Era só o que Olegário fazia.
Olhava, olhava e imaginava.
– O senhor pode me ajudar?
“Claro”, respondeu. Pronto para dar o bote.
Tocaria aquela pele morena, que intuía macia e, por horas enquanto fingiria consertar o abençoado zíper.
Quem sabe não seria o começo de tudo? Quem sabe…
VI.
– Posso usar por um segundo a toalete. Sei como dar jeito nisso.
Desenxabido que só, Olegário indicou a porta à esquerda.

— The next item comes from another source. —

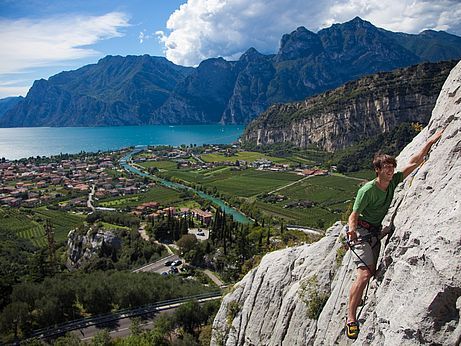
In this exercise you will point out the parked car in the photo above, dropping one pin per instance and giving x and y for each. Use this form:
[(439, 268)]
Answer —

Viu a moça entrar – e se pôs a ruminar a cena que lá dentro acontecia perto tão longe do que, pensou, seria.
Foi só o que lhe restou.
VII.
Minutos depois, a moça saiu mais exuberante do que nunca. Agradeceu a gentileza, acenou com os dedos um reles tchauzinho. E, assim como surgiu, desapareceu.
(Até hoje, Olegário, usando suas técnicas de detetive particular, investiga o paradeiro da moça. Não sabe se existiu mesmo ou se foi uma alucinação que vestia vermelho.)
**Foto: Jô Rabelo
O que você acha?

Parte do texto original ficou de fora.